Repository files navigation

Reversible Recom Replication

This is a repository containing some of the code needed to replicate the work for our reversible recom paper Spanning Trees and Redistricting: New Methods for Sampling and Validation.

Folder Descriptions

  • aux_script_files: Contains a script to set up the Julia environment and install the necessary packages.
  • cli_files: Contains the CLIs created for running both the SMC and the Forest ReCom methods. These were necessary for batching jobs on the HPC.
  • data_processing: Contains the main file used for processing much of the raw data into a format that can be used for the figure scripts.
    • Ben_Tally: Contains the Ben-Tally rust library which is used to tally the cut edges, key values, and assignment filp counts for ensembles of interest.
    • other_processing_scripts: Contains more scripts used for data processing. Mainly, this directory contains the scipts used to generate the complete enumeration of 7x7 grid graphs into 7-ominos.
  • example_files: Contains some example files that can be used to recreate several steps in the analysis pipeline. All of the necessary scripts are contained in the "example_scripts" subdirectory, and they should be runnable after sourcing the setup script.
  • figure_and_table_generation: Contains the scripts used to generate the figures and tables in the paper.
    • figure_scripts: Contains the scripts used to generate the figures in the paper.
    • figures: Contains copies of the figures that were used in the paper.
    • table-outputs: Contains the outputs of the table scripts.
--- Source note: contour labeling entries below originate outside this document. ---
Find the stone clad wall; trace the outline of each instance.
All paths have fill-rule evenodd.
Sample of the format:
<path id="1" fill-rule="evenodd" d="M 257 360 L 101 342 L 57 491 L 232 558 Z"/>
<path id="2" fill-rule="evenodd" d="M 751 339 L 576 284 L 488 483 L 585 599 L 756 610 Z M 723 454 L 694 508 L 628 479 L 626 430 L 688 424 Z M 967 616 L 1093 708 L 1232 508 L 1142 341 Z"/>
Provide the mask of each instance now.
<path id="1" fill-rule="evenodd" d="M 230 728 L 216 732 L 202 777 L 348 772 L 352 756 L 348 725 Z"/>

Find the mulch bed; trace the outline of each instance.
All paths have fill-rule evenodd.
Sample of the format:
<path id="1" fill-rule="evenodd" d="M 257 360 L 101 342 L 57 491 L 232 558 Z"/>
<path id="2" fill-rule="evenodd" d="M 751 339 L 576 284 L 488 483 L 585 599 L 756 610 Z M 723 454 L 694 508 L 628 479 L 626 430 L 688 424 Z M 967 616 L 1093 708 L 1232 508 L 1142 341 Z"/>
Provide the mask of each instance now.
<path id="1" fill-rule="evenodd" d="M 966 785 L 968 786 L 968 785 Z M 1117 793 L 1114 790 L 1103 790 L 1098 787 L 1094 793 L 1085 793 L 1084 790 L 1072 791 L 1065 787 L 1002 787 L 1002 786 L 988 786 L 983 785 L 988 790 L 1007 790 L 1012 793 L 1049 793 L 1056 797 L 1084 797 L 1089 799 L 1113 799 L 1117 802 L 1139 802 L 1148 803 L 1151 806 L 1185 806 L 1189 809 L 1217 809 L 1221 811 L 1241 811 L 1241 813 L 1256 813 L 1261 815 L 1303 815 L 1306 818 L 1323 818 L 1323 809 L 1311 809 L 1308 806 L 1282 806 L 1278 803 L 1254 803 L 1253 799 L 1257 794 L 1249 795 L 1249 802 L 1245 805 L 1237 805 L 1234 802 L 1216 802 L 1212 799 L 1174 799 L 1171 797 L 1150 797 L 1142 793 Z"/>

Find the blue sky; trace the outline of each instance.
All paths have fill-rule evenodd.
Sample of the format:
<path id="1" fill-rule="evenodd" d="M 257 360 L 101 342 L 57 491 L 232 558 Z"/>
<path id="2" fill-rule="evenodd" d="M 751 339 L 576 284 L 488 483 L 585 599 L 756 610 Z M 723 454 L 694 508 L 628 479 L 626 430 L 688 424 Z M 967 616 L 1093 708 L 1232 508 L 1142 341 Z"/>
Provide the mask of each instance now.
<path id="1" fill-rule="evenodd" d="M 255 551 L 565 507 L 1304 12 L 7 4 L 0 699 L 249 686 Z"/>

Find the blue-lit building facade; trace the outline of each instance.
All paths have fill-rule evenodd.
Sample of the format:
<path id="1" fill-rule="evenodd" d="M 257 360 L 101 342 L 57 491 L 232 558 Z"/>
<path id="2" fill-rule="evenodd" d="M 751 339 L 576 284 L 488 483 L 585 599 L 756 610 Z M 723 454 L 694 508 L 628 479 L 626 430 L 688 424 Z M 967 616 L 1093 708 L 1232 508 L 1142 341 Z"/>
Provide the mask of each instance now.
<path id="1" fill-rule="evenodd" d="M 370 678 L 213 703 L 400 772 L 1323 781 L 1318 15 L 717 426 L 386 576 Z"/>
Used to construct tables in the paper.
    • table_scripts: Contains the scripts used to generate the tables in the paper.
  • hpc_files:
    • hpc_logs: An empty folder that is left in place to make the replication process easier when running slurm scripts.
    • hpc_processed_data: An empty folder that is left in place to make the replication process easier when running slurm scripts.
    • hpc_raw_data: An empty folder that is left in place to make the replication process easier when running slurm scripts.
    • slurm_scripts: Contains copies of the slurm scripts used to run the Reversible ReCom, Forest ReCom, and SMC on the Tufts HPC.
  • JSON_dualgraphs: Contains the JSON-formatted dual graphs used in the creation of our figures.
  • other_data_files: Contains some data and script files used to process the remainder of the data obtained from experimental runs.
    • data_files: Additional data files needed for our analysis.
    • script_files: Additional scripts used to make relevant data files. These scripts were generally not used in the cluster, but were instead ran on a local machine.
  • shapefiles: Contains the shapefiles used in the creation of some of our figures (necessary for SMC).

Simple Setup

Note: These instructions are intended for Mac and Linux users. Windows users may follow along by using the Windows Subsystem for Linux and Windows Terminal which allow for the use of Linux commands within a Windows environment. Windows users will also need to install the appropriate subsystem, for which we recommend Ubuntu 22.04.5 LTS due to the ease-of-use and quantity of support documentation for Ubuntu users.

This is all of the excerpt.